I spent my youth with an unusual propensity towards cooking and most importantly baking. I would adore the time I spent with my mother baking in the kitchen, and I became quite proficient at it as the years went by. I cooked Sunday dinners from the time I was in middle school because I so badly wanted to cook like my mother could. I could role out a flawless pie crust, create fancy and artist breads tied in braids, bake cakes from scratch and decorate them with ornate designs. I was no professional by any means, but I had a natural affinity towards it. Baking was one of my all time favorite things to do on the weekends. Then it started to hurt me. Now, I think of it of those memories and stifle back tears.

I was good at it, which is not something I flaunt about haphazardly. I loved it as much as I love to dance and do music. If I am honest, I probably liked it more than those two hobbies because I did not need to practice in a structured way or attend class in order to bake. I have not been able to bring myself to dive into gluten free baking since my diagnosis almost 5 years ago. I can’t seem to bring myself to do it without wanting to cry and feel stripped of the skills I possess.

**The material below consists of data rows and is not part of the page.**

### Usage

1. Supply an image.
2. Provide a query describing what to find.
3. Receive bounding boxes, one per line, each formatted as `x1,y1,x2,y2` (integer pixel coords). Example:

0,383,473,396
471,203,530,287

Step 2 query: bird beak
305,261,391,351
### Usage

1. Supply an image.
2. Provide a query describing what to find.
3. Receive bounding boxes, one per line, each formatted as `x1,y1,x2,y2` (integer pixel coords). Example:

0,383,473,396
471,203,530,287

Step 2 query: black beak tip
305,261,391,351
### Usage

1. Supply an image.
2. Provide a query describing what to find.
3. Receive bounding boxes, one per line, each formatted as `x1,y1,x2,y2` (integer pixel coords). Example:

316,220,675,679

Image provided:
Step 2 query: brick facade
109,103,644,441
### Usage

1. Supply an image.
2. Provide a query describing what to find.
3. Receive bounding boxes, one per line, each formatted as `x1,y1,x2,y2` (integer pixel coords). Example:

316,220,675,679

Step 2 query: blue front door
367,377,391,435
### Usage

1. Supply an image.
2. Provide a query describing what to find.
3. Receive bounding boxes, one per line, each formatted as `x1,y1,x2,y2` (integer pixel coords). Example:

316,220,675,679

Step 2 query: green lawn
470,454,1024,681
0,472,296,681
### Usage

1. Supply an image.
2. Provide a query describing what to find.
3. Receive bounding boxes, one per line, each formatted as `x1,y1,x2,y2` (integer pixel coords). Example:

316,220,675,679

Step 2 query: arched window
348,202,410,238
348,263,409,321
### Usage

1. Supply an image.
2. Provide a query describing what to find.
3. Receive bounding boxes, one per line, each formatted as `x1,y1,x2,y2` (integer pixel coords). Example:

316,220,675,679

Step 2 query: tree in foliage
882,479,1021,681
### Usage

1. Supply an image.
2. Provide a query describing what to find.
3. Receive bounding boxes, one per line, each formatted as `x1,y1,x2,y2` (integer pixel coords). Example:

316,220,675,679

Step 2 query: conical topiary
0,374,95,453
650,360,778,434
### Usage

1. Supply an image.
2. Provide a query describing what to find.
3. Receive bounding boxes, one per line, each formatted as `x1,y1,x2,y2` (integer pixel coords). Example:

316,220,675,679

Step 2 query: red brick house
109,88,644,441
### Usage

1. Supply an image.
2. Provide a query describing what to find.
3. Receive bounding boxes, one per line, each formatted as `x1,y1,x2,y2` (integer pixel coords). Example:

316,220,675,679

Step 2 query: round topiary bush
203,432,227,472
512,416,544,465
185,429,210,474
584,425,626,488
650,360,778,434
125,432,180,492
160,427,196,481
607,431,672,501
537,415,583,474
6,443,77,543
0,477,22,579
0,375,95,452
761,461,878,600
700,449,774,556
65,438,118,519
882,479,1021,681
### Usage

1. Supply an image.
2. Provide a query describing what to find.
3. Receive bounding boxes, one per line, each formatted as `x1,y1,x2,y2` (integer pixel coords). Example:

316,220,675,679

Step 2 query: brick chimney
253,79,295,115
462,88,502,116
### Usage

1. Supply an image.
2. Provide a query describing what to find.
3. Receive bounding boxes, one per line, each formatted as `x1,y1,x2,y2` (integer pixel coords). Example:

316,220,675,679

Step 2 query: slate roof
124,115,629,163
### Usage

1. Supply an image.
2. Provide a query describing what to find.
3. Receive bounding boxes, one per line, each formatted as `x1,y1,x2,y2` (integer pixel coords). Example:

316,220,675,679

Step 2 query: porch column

If I put my mind to it, I could likely make a beautifully textured cake even today. I never thought I would miss doing something as much as I miss baking.

It makes me angry with food that I am so limited in my choices. I read of others with my same limited diets that thrive and enjoy the necessary experimentation, but I have fallen into a tempestuous relationship that I do not know how to change. I don’t know how to regain that joy I felt in my childhood as worked the dough in my hands. There is a texture that cannot be replaced. Unable to eat gluten, dairy, sugar or carbs my options are rather limited to experiment with. It feels as though it is impossible to do. Impossible to enjoy it again.

I have been watching food shows and documentaries, learning of the things that empower and inspire chefs around the globe. I hope that I can find a way to no longer feel angry with food, and be able to feel that joy again. I know that I may not find inspiration from watching the joy of others, but at least it gets me looking in the right direction. I don’t want to focus on why it makes me angry, I want to focus on how I can change that.